When a rapper-cum-actor-cum-author-cum-producer decides to turn director, either he is really multi-talented, or he is on drugs. With RZA, it is a little bit of both, as you will find out when you watch his directorial debut, The Man With The Iron Fists.
One look at the poster or at the promos, and you will think this is a Quentin Tarantino film - RZA scored the music for Kill Bill
, and one guesses that he was heavily influenced and impressed by Tarantino's style, because that is when the germ of the idea (for this film) first entered his head.
Well, imitation may be the best form of flattery, but RZA is no Tarantino, as the movie proves.

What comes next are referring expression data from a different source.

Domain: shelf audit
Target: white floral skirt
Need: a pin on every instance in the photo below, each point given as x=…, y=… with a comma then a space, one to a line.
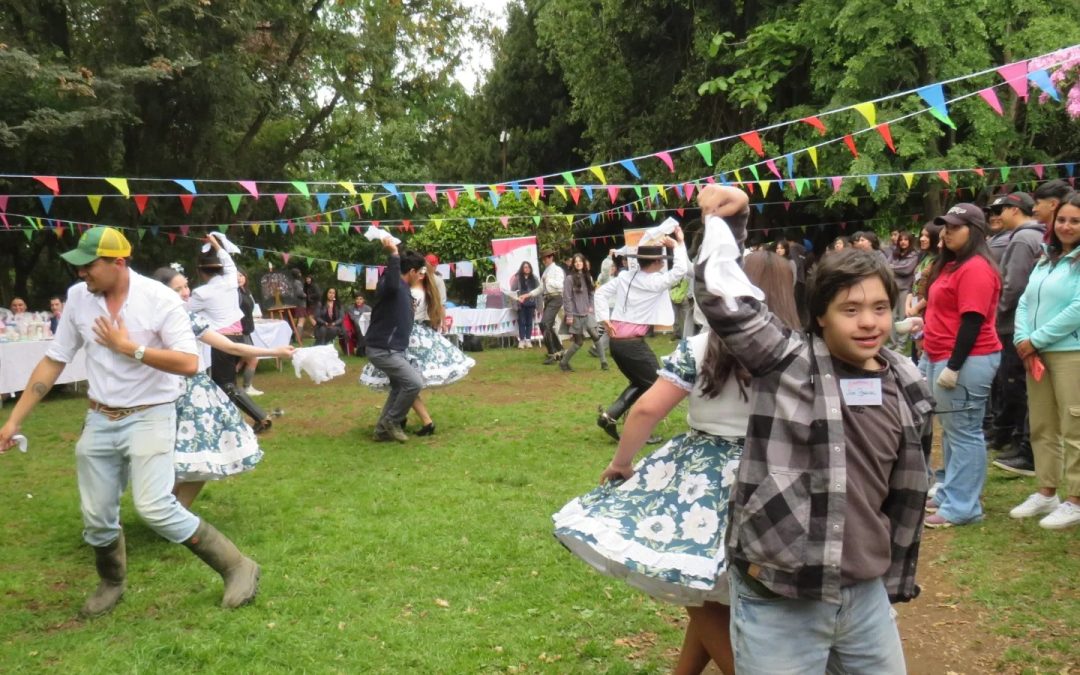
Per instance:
x=439, y=362
x=662, y=530
x=212, y=439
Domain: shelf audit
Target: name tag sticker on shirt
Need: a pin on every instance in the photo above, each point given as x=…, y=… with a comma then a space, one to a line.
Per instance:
x=862, y=391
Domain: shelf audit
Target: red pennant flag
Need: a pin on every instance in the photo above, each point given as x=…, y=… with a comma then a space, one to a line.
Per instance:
x=50, y=181
x=887, y=134
x=753, y=140
x=813, y=121
x=848, y=140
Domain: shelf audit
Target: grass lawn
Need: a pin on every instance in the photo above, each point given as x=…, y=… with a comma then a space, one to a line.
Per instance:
x=431, y=556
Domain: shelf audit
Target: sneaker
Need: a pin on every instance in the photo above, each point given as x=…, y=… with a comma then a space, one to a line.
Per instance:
x=1066, y=514
x=1020, y=466
x=1036, y=504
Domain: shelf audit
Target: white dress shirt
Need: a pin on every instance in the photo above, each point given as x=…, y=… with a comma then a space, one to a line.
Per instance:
x=154, y=316
x=217, y=300
x=642, y=297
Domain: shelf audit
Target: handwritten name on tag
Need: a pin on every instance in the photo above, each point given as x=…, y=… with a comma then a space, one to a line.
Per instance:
x=861, y=391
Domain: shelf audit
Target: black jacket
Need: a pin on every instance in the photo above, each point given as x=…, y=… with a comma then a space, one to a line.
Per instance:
x=391, y=310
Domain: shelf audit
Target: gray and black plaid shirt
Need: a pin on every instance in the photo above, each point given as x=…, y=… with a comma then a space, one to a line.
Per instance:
x=788, y=503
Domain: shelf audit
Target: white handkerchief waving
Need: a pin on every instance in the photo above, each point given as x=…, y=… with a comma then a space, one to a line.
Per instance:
x=374, y=233
x=321, y=363
x=719, y=253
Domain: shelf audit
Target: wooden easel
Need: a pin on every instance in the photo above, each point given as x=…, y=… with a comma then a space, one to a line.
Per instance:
x=284, y=312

In a fictional village in China, there lives a blacksmith (RZA). He is not a native, and he stays out of local politics anyway, but makes fantastic weapons for warring clans and others. He has one objective - to earn enough money to free his prostitute girlfriend, Lady Silk (Jamie Chung), from her madam at the local brothel, Pink Blossoms.
In the meantime, Gold Lion, the leader of the Gold Clan, is on a mission. Government authorities have entrusted to him the safe passage of a large amount of gold that needs to be transported through the village. He does not, however, expect betrayal, and unfortunately, the wealth is too much of a temptation for his trusted lieutenants, Silver Lion (Byron Mann) and Bronze Lion (Cung Le), and Gold Lion pays for it with his life.
Silver Lion then becomes the leader of the clan, and they wait for the gold to arrive at the village. On hearing of his father's death, Gold Lion's son Zen-Yi (Rick Yune) hurries to the village to avenge him.
The blacksmith is all set to leave the village with Lady Silk, but then enters Jack Knife (Russell Crowe), who is actually an undercover agent for the government. He is here to ensure safe passage for the gold. Unknown to Zen-Yi, Silver Lion has a price on his head. Inevitably, the good guys join forces against the bad guys, and pandemonium reigns in the village.
RZA is obviously inspired by formula films, and his movie is no different from any masala film in Bollywood. The story is simple, and the screenplay flows smoothly from one plot point to another. The problem with the script is that every event is predictable, and the only reason you would watch the movie is for the smaller details. Such as, what is an African blacksmith is doing in China, how does Jack Knife manage his alcohol, and what were Silver and Bronze thinking when they decided to unite against the government?
RZA does not shy away from aggressive language and plenty of violence, and the USP of the movie is the action. So even when logic fails the script, there are always these fancy martial arts moves that can help you forget the little glitches. RZA also inserts a lot of bravado in the film, and some of the dialogues may seem unintentionally intense, but after you watch the movie for a while, you realise that THIS is how the movie is supposed to flow - self-deprecating and indulgent at the same time.
RZA is a sulking hero. He sometimes takes the whole brooding bit a little too far, and playing the underdog does not suit him. His transformation to some kind of saviour and superhero comes a little too late. Lucy Liu and Jamie Chung are wasted in the movie. The real actors are Russell Crowe and Rick Yune, and you keep waiting to see more of them on screen. Byron Mann is also quite the revelation.
Since the film is set in a fictional world, in a way, there are lots of liberties taken with the production and the costume designs. Given the fantastical elements of the characters, a wilful suspension of disbelief is mandatory, and thankfully, it all ends within 90 minutes or so.
The music is mixed, and the cinematography is precise, but if you are a fan of the old Chinese Shaolin films and such, then the presentation may just become a little jarring for you.
The Man With The Iron Fists is yet another movie that can be missed, or watched on DVD. Unless you have absolutely nothing else to do, there is no point spending time and money to watch this one in a theatre. Do not expect a proper Tarantino rip-off, but, to be fair, RZA does shine as a director in certain portions, and that would make Tarantino proud.
Our suggestion is that you revisit either Django Unchained
or any Chinese saga film, if you are looking for fulfilment. This movie leaves you bereft of emotion and enjoyment, despite a few laughs here and a few gasps there.